We believe that we see nothing hanging over us hut catastrophes, deaths, torments and disasters; we shiver at the mere thought of the great interplanetary spaces, with their intense cold and their awful and gloomy, solitudes; and we imagine that the worlds that revolve through space are as unhappy as ourselves because they freeze, or disaggregate, or clash together, or are consumed in unutterable flames. We infer from this that the genius of the universe is an abominable tyrant, seized with a monstrous madness, delighting only in the torture of itself and all that it contains.

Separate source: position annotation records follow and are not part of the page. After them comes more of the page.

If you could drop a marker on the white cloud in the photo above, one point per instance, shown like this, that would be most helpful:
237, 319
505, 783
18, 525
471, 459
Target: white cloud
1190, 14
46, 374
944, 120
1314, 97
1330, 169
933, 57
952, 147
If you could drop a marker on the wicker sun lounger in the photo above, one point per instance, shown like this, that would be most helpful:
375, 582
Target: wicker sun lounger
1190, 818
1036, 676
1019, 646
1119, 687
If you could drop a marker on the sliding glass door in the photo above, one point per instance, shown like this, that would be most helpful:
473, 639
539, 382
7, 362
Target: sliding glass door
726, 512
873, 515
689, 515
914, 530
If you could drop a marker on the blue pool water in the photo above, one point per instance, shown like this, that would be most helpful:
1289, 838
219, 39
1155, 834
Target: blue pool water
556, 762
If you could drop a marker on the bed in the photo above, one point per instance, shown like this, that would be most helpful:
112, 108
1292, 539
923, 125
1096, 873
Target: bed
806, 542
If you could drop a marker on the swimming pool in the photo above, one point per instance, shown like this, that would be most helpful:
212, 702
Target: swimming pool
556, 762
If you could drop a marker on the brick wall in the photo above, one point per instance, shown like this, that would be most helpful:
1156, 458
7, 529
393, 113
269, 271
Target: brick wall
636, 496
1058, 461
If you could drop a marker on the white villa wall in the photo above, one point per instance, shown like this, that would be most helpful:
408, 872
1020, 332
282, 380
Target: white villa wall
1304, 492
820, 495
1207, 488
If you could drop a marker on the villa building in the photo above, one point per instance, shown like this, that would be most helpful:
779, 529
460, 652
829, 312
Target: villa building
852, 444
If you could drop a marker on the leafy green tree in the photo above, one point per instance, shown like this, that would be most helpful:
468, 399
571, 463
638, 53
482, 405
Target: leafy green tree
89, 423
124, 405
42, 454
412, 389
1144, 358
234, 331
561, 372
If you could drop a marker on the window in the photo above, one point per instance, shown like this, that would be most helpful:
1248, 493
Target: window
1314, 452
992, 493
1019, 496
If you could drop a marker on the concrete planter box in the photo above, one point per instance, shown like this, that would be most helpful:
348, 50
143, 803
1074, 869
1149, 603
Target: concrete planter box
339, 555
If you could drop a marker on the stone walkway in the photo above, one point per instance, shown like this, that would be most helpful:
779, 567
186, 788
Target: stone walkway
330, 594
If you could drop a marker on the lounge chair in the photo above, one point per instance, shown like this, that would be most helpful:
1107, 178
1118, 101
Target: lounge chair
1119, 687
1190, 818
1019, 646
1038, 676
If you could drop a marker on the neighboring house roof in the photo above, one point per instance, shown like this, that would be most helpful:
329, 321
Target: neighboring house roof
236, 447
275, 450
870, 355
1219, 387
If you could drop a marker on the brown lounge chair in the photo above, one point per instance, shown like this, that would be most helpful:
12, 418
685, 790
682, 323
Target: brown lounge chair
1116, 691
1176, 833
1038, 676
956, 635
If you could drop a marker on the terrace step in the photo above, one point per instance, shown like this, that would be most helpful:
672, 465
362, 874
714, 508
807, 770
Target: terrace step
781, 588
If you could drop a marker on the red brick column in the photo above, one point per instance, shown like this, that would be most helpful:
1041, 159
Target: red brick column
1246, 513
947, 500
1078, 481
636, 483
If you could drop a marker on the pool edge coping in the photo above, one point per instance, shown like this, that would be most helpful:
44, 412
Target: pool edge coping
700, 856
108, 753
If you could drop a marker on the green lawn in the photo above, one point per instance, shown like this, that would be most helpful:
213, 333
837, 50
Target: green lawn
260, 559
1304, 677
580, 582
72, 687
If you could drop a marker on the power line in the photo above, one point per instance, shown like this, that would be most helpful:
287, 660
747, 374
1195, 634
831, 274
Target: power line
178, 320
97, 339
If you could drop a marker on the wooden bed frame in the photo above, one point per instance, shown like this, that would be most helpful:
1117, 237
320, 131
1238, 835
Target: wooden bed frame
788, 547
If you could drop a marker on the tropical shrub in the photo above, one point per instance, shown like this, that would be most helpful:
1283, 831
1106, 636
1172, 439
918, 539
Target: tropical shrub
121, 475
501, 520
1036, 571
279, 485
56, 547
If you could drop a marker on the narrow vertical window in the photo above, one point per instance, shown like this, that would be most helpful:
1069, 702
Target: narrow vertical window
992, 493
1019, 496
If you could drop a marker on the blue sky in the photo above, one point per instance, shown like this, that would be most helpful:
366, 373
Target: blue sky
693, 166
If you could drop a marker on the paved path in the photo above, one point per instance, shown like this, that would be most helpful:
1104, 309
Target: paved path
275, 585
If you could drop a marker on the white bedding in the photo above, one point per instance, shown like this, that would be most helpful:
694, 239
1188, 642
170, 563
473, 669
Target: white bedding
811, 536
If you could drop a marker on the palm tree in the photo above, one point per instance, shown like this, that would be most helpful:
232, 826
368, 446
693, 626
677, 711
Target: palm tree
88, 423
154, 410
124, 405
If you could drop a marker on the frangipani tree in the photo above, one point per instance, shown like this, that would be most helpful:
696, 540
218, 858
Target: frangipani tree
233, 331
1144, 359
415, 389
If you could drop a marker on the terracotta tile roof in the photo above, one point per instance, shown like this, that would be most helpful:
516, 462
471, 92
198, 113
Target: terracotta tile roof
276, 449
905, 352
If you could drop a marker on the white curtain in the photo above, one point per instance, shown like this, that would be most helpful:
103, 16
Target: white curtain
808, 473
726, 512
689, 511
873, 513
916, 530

To millions of stars, each many thousand times larger than our sun, to nebulae whose nature and dimensions no figure, no word in our language is able to express, we attribute our momentary sensibility, the little ephemeral play of our nerves; and we are convinced that life there must be impossible or appalling, because we should feel too hot or too cold. It were much wiser to say to ourselves that it would need but a trifle, a few papillae more or less to our skin, the slightest modification of our eyes and ears, to turn the temperature of space, its silence and its darkness into a delicious springtime, an incomparable music, a divine light.

“Nothing is too wonderful to be true,” said Faraday.

It were much more reasonable to persuade ourselves that the catastrophes which our imagination sees there are life itself, the joy and one or other of those immense festivals of mind and matter in which death, thrusting aside at last our two enemies, time and space, will soon permit us to take part. Each world dissolving, extinguished, crumbling, burnt or colliding with another world and pulverised means the commencement of a magnificent experiment, the dawn of a marvellous hope and perhaps an unexpected happiness drawn direct from the inexhaustible unknown. What though they freeze or flame, collect or disperse, pursue or flee one another: mind and matter, no longer united by the same pitiful hazard that joined them in us, must rejoice at all that happens; for all is but birth and rebirth, a departure into an unknown filled with wonderful promises and maybe an anticipation of some ineffable event.